空色の瞳にキスを。
「私達はタチカワの文に秀でた者。
それに、私達の魔術は偵察にもってこいなんです。」


金の瞳のロロは二人を無視して続ける。

ロロの性格の方が落ち着いているようだった。


「だから、貴女方はお行きください。」

そう言ったロロとララの瞳は、色は違えど姉によく似た意思の強い瞳。

スズランの隣で、二人は並んで真っ直ぐにナナセを見つめる。



迷いがまだ胸にくすぶるナナセは、その4つの瞳を直視できない。


双子が黙ると、獅子の少女が話し出す。

「サシガネたちの話によると、あの子達は囚われているわ。
助け出せたら、戻っておいで。
…帰っておいで。」

スルリとナナセの両手がスズランのそれに包まれる。

ヒヤリとした感触が、優しくナナセの心の隙間に入ってくる。


「…待ってるわ。」


獅子の彼女は、ひどく暖かい笑顔と共にそう言った。

心配いらないよ、と続けてこつんと額をくっ付けられる。


ナナセはスズランがちゃんと回復するまでここにいたいと願う気持ちと、早くアズキとトーヤを助けに行きたいと願う気持ちが心のなかで葛藤を繰り広げて、動けない。

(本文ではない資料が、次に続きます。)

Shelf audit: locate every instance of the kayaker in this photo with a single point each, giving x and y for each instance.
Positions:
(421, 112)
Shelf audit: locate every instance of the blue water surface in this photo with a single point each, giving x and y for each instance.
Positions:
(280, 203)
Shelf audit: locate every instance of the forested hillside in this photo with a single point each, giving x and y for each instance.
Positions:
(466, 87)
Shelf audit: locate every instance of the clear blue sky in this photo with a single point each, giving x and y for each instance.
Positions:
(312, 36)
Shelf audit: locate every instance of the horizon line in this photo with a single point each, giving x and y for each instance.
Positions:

それでも手を握る温かさと、明るい茶の瞳の強い光が、銀髪の少女に決意を固めさせる。


「…うん…。」


掠れた小さな答えを溢して、ぎゅ、と固く目を瞑り、彼女はもう一度スズランに澄んだ瞳を向ける。

「分かった。
早く助けて、帰ってくるよ。
…ここに、また。」


澄んだ空色の瞳は、もう揺れない。


ルグィンが外を見れば、綺麗な朝日が輝く空に白い月がぽっかりと浮かんでいた。